I can’t go back to that beach this year.
I can’t go back to that beach ever again.
The aftershocks of that earthquake kept rumbling all year, cost me everything; home, friends, possessions, dreams, hopes, desires, cravings…my future. They’re still rumbling now. The odd few things which have stood strong trying to defy the inevitable are slowly but surely crumbling away to nothing. I don’t know how to make the earthquake stop.
I wish I did.
I can’t think about how close I came to happiness without bursting into tears. Is this the curse of bipolar? That no matter how much work we do, how close we come to achieving our hopes, something in the brain just trips and causes everything to fall apart. Or is it just dumb fracking luck? I was a different person before the earthquake struck; I was happy, excited, passionate. I dreamt and hoped and believed. Sure, it was difficult to show this through the crippling pain of glandular fever, but I tried, oh I tried. It feels like I’ve never stopped trying, ever.
Maybe I was never meant to be happy.
Now, 365 days since those vicious flames licked at my flesh, 730 days since I sat with the knife wanting to end it, I’m left with nothing. The dust is settling to reveal only a collapsed heap of someone who nearly became. All those friendships I worked so hard to forge have become mere pixels on a Facebook screen who don’t even remember my name. All those hopes and dreams and passions I fought to hug and dance with are nothing but embers of dying light in a musky corner of my soul.
When I think back on that night, the dead mobile phone lying on the beach beside me, I wonder what would have happened if the battery had still been breathing. Would my words have been listened to? Would that have stopped the breakdown? Or was a complete mental collapse merely inevitable for someone who - should fate and others be believed - deserved nothing?
The phone I use now is alive, I keep it breathing, daren’t not to. I glance at it from time-to-time, occasionally hearing the haunting ‘beeps’ of times past or names shimmering on the LCD screen only in my minds eye.
I wish people could understand how devastating a breakdown is.
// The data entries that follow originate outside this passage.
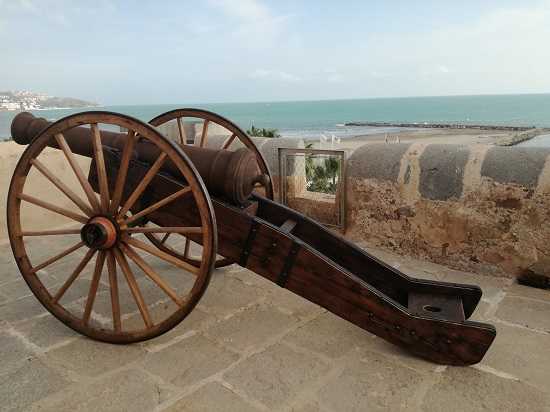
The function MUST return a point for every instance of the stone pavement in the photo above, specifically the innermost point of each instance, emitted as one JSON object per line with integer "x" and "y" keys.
{"x": 252, "y": 346}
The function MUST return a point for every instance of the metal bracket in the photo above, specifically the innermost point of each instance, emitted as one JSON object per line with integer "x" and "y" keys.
{"x": 248, "y": 243}
{"x": 289, "y": 262}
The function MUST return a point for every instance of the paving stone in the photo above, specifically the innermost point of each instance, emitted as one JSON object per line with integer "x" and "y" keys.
{"x": 227, "y": 294}
{"x": 18, "y": 288}
{"x": 468, "y": 389}
{"x": 278, "y": 297}
{"x": 21, "y": 309}
{"x": 276, "y": 375}
{"x": 189, "y": 360}
{"x": 127, "y": 390}
{"x": 91, "y": 358}
{"x": 481, "y": 312}
{"x": 13, "y": 352}
{"x": 329, "y": 335}
{"x": 251, "y": 327}
{"x": 291, "y": 303}
{"x": 521, "y": 353}
{"x": 160, "y": 312}
{"x": 310, "y": 406}
{"x": 45, "y": 331}
{"x": 29, "y": 383}
{"x": 212, "y": 398}
{"x": 373, "y": 383}
{"x": 526, "y": 312}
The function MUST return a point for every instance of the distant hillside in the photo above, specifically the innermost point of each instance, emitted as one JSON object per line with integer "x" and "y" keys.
{"x": 27, "y": 100}
{"x": 65, "y": 102}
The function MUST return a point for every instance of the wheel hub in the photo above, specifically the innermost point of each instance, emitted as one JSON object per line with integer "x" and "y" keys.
{"x": 99, "y": 233}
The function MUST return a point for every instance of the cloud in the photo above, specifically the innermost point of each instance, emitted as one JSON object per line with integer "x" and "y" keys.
{"x": 246, "y": 10}
{"x": 274, "y": 75}
{"x": 255, "y": 25}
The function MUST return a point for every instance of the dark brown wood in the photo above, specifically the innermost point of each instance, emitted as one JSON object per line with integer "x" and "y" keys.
{"x": 427, "y": 318}
{"x": 236, "y": 134}
{"x": 107, "y": 230}
{"x": 342, "y": 280}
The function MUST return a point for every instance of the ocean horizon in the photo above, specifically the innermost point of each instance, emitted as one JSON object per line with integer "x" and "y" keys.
{"x": 310, "y": 119}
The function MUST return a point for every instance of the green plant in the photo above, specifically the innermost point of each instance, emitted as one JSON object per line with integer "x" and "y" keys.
{"x": 321, "y": 177}
{"x": 263, "y": 132}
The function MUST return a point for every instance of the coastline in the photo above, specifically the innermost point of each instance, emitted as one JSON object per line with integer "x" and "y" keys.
{"x": 463, "y": 136}
{"x": 498, "y": 137}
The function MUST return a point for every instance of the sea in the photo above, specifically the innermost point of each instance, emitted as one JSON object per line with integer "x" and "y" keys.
{"x": 312, "y": 119}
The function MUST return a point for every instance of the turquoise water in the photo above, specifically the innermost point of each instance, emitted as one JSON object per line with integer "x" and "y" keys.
{"x": 309, "y": 119}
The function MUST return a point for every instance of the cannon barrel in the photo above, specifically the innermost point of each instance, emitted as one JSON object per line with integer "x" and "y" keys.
{"x": 227, "y": 174}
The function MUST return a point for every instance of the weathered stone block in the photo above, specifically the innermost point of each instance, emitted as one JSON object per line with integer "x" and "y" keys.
{"x": 45, "y": 331}
{"x": 227, "y": 294}
{"x": 251, "y": 327}
{"x": 468, "y": 389}
{"x": 91, "y": 358}
{"x": 526, "y": 312}
{"x": 212, "y": 398}
{"x": 372, "y": 384}
{"x": 328, "y": 335}
{"x": 276, "y": 375}
{"x": 189, "y": 361}
{"x": 522, "y": 353}
{"x": 127, "y": 390}
{"x": 14, "y": 352}
{"x": 29, "y": 383}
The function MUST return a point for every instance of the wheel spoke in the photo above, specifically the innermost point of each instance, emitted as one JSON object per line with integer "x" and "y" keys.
{"x": 57, "y": 257}
{"x": 191, "y": 230}
{"x": 90, "y": 194}
{"x": 161, "y": 255}
{"x": 74, "y": 275}
{"x": 123, "y": 170}
{"x": 134, "y": 288}
{"x": 204, "y": 135}
{"x": 100, "y": 166}
{"x": 229, "y": 141}
{"x": 186, "y": 248}
{"x": 113, "y": 282}
{"x": 181, "y": 129}
{"x": 148, "y": 270}
{"x": 158, "y": 205}
{"x": 100, "y": 261}
{"x": 143, "y": 184}
{"x": 53, "y": 208}
{"x": 50, "y": 232}
{"x": 62, "y": 186}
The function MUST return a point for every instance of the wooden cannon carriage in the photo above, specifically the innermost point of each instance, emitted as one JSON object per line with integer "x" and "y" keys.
{"x": 147, "y": 198}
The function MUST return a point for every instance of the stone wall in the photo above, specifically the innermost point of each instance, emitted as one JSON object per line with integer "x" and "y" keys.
{"x": 34, "y": 217}
{"x": 478, "y": 208}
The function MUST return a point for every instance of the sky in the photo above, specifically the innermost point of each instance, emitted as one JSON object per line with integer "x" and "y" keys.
{"x": 154, "y": 52}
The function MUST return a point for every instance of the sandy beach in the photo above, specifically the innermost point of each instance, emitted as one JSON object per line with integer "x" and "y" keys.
{"x": 432, "y": 136}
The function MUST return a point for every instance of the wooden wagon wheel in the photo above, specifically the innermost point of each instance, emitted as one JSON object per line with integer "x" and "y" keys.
{"x": 235, "y": 135}
{"x": 142, "y": 303}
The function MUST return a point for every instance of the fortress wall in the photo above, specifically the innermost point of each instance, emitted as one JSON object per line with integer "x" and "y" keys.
{"x": 478, "y": 208}
{"x": 34, "y": 217}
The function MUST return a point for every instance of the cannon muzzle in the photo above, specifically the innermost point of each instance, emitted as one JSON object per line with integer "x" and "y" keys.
{"x": 227, "y": 174}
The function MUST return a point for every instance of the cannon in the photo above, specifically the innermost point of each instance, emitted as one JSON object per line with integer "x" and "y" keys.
{"x": 146, "y": 198}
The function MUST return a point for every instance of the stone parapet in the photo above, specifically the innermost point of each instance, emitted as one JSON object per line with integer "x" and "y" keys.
{"x": 479, "y": 208}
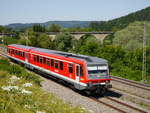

I wish people could understand how hard I was fighting.
I wish people could understand how hard I still am.


































March 19th, 2008 at 1:56 pm
Thank you Addy for sharing this. You’re honesty is so beautiful.
March 22nd, 2008 at 10:16 pm
I wish too Addy that people could understand what we have gone through and still going through. If they will just listen. Thank you for sharing this with us.
March 25th, 2008 at 1:13 pm
Unfortunately it continues to be the case that people suddenly become ‘deaf’ when faced with the topic of mental health in conversation. Maybe one day this will change. I will continue to hope, and my honesty will continue until it does - and beyond.